Air masses that are constantly in motion, temperatures that fluctuate, and changing air pressure patterns make the atmosphere above us hard to predict. But that’s exactly what meteorologists do to make reliable weather forecasts. As a basis they use measurements from the current state of the atmosphere and simulate alternative scenarios, consciously changing the temperature or humidity, for example, and calculating how this modification could have an impact on the weather. For each parameter they compare up to 50 scenarios. “If the results are similar it indicates that a forecast with these values is relatively reliable and that the state of the atmosphere in this area is stable and can be forecasted well,” says Peter Knippertz from the Institute of Meteorology and Climate Research at KIT.
However, this method is subject to systematic uncertainties which distort the results: “The computer scenarios can’t illustrate some of the physical correlations in the required detail or spatial resolution,” says Sebastian Lerch from the Institute of Stochastics at KIT who works closely with Knippertz. For example, temperature forecasts always turn out too mild in certain locations and too high in others, because the models cannot be supplied with local conditions which may vary over time. It is therefore necessary to post-process the results of the simulations using complex statistical methods and expert knowledge to obtain better forecasts and probabilities of occurrence for weather events.
“We have developed an approach that delivers better forecasts than established standard processes,” says Lerch who also works at the Heidelberg Institute for Theoretical Studies (HITS) in Tilmann Gneiting’s group who holds a chair at KIT. This is based on neural networks, in other words computer programs, which process information taking the brain as a model. The artificial neurons are arranged in layers. This is how the mathematicians can “train” the network to process certain data in an optimum way. With every piece of information that flows through the network during the training phase it gains “experience”, continues to improve and precisely determines the probability of the occurrence of local weather events.

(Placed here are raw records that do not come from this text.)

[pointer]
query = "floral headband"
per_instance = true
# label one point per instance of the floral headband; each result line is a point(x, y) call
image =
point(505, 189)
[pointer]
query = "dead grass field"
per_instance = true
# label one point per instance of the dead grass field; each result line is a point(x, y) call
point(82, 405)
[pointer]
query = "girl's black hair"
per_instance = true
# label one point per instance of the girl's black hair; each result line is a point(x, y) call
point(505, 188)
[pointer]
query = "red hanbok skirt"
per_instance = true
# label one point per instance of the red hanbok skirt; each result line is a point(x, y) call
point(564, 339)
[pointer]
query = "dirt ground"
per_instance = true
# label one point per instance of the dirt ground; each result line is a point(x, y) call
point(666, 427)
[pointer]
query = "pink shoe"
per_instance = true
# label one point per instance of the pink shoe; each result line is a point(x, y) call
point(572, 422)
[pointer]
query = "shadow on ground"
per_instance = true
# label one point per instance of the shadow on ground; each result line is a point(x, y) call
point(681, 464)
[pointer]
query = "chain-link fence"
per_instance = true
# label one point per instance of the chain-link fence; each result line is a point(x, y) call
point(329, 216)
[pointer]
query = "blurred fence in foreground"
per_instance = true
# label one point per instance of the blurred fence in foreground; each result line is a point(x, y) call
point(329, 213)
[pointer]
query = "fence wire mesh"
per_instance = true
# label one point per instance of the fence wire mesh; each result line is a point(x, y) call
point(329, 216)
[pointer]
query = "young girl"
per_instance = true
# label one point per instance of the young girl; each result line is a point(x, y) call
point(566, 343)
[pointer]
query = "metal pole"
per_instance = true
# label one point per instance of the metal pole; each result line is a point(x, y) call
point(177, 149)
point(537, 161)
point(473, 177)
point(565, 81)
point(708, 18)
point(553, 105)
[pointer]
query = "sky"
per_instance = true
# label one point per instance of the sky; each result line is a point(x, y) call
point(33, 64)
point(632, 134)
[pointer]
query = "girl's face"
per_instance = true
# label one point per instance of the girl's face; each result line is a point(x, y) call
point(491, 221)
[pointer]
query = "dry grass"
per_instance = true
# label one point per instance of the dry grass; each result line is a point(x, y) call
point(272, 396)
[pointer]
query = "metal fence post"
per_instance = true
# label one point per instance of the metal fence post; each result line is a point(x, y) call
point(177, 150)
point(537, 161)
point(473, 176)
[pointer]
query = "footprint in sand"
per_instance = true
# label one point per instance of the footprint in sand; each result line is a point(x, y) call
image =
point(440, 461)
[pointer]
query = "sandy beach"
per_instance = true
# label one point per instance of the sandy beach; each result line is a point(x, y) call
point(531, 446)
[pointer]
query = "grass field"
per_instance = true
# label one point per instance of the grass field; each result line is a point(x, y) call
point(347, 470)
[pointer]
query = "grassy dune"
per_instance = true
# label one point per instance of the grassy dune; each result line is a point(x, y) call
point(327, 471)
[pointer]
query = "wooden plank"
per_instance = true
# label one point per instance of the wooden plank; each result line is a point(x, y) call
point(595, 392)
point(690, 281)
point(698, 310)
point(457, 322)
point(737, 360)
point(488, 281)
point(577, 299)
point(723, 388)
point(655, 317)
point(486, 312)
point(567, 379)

“We have added an intermediate layer to our network in which the neurons analyze and evaluate the chaotic, non-linear interactions between the data from the meteorological stations and the simulated physical states of the atmosphere,” says Lerch. “This is how it can learn independently how changes affect the temperature at a certain meteorological station, for example.” To train their network, the mathematicians use data from Germany recorded by 537 weather stations from 2007 to 2016. Input values for the neural network were, among others, cloud cover, soil moisture and temperature.
The mathematicians compared the forecasts that the network made with forecasts from established techniques. “Our approach has made significantly more accurate forecasts for almost all weather stations and is much less compute-intensive,” says Lerch. The main advantages of neural networks as a post-processing method are that they can recognize non-linear correlations independently and continuously adapt their knowledge of them. In addition, they can process large amounts of data faster than previous methods and human experts. “We were able to demonstrate for the first time that neural networks are ideal for improving weather forecasts and obtaining information about meteorological processes.”
Transregional research for better weather forecasts
Lerch’s research is part of the SFB 165 Transregional Collaborative Research Center “Waves to Weather” (W2W), the co-speaker of which is Knippertz. Scientists at KIT, the Ludwig Maximilian University (LMU) in Munich as the coordinator, and the Johannes Gutenberg University (JGU) are working together across regions and disciplines to make weather forecasts even more accurate and reliable. This is currently the biggest challenge in weather forecasting for W2W: identifying the limits of predictability in various situations and creating the physically best possible forecast. The German Research Foundation has funded SFB since 2015 and has recently extended funding for another four years.
HITS, the Heidelberg Institute for Theoretical Studies, was established in 2010 by physicist and SAP co-founder Klaus Tschira (1940-2015) and the Klaus Tschira Foundation as a private, non-profit research institute. HITS conducts basic research in the natural, mathematical, and computer sciences. Major research directions include complex simulations across scales, making sense of data, and enabling science via computational research. Application areas range from molecular biology to astrophysics. An essential characteristic of the Institute is interdisciplinarity, implemented in numerous cross-group and cross-disciplinary projects. The base funding of HITS is provided by the Klaus Tschira Foundation.